Health: Fascinating New Book on Alzheimer’s

The Story:

Dr. Jason Karlawish is a co-director of the Penn Memory Center at the University of Pennsylvania (Philadelphia) and he is the author of a new book on where the science, and the politics, of Alzheimer’s disease now stands, The Problem of Alzheimer’s.

Significance:

Alzheimer’s is a progressive, neurodegenerative disorder, and the cause of roughly two-thirds of the cases of dementia. Only this week the family of Jack Hanna, famed animal-behavior expert and television personality, announced that Hanna is suffering from dementia that Alzheimer’s is the likely cause, creating another public face for the disorder. In the United States alone six million people live with Alzheimer’s.

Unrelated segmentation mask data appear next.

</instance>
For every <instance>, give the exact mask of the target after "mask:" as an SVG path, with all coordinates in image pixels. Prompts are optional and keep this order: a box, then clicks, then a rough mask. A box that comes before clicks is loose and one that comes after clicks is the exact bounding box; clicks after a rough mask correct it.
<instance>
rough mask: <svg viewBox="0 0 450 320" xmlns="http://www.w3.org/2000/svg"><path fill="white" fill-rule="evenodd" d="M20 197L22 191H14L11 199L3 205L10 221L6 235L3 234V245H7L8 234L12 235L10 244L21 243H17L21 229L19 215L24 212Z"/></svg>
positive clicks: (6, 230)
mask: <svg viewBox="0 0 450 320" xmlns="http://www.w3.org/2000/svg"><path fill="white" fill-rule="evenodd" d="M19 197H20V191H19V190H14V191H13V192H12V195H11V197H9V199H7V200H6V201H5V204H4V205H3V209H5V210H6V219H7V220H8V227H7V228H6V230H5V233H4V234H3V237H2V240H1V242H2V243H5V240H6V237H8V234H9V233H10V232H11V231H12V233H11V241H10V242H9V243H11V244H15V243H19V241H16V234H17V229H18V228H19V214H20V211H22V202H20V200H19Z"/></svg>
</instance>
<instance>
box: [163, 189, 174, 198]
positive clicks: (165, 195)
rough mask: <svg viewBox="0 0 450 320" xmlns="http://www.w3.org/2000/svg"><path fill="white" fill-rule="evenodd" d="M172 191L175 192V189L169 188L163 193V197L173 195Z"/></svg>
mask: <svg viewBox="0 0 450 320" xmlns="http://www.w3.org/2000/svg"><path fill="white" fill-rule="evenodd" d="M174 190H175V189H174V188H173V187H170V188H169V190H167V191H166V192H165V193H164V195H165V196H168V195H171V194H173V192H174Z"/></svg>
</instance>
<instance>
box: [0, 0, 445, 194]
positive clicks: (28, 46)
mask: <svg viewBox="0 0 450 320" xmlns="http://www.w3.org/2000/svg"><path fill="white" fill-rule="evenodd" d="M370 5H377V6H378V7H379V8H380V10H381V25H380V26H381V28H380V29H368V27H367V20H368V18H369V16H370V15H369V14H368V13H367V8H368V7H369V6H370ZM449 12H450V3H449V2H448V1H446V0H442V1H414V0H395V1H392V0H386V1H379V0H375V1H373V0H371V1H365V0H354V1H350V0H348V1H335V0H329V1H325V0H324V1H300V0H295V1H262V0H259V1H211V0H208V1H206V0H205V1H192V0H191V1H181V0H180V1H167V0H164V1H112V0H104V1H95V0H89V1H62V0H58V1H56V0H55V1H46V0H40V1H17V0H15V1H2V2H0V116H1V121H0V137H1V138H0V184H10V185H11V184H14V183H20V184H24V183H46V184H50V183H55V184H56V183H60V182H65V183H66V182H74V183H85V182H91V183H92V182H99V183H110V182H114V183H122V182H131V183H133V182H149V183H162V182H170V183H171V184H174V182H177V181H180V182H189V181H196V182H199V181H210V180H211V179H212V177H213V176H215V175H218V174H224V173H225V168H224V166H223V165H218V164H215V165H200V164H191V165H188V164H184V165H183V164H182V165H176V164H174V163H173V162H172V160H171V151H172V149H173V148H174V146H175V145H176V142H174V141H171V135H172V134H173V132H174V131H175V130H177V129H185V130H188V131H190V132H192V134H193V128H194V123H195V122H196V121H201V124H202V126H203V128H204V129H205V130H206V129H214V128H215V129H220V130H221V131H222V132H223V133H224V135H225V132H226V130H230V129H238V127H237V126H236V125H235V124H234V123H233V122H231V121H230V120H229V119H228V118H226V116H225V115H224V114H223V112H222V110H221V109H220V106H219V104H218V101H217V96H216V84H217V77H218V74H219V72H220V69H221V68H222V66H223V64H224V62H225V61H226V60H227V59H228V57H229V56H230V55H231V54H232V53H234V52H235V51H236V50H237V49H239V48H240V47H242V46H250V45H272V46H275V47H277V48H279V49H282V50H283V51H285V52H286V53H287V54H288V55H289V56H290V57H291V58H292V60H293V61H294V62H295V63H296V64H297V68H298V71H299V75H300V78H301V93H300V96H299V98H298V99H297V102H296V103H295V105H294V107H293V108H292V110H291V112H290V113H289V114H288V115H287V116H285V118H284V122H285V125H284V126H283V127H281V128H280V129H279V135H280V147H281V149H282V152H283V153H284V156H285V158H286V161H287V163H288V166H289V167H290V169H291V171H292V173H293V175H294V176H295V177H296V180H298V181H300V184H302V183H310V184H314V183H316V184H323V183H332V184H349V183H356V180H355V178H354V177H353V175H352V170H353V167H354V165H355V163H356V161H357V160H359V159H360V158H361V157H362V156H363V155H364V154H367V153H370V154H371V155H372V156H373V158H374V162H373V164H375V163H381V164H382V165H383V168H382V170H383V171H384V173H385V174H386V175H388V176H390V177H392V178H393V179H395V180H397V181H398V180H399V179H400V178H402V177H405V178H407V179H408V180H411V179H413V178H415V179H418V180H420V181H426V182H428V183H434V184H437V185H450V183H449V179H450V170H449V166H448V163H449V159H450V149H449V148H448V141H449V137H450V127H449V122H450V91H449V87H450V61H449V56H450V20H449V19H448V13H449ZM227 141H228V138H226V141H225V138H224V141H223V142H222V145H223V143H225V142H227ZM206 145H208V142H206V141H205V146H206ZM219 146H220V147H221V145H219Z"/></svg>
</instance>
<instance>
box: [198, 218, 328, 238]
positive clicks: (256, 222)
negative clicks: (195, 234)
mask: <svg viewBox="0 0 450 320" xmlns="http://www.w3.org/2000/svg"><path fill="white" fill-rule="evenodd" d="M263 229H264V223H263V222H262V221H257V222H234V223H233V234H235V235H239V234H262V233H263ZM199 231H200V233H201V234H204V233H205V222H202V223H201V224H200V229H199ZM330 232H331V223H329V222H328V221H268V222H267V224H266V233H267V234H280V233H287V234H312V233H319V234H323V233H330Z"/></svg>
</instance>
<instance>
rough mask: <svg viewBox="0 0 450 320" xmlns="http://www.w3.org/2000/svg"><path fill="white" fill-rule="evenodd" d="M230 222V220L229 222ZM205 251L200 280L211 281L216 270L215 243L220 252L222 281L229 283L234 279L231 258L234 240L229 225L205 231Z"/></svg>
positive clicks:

Karlawish’s book makes the point that a diagnosis of Alzheimer’s is becoming more and more common, because diagnostic techniques are making great strides. Early diagnosis without an available remedy, though, is not entirely a good thing. Karlawish emphasizes that even people with as yet relatively mild cognitive impairments now receive the diagnosis, and this creates real costs in terms of their identity, autonomy, and the treat of stigmatization.

In Pill Form:

Karlawish cautions that though we may be near a treatment breakthrough, there will be no SINGLE treatment breakthrough. Scientists are coming to the conclusion that there are Alzheimer’s diseases, plural, and that in the near future there may be druggable variants, not-so-druggable variants, and utterly undruggable variants.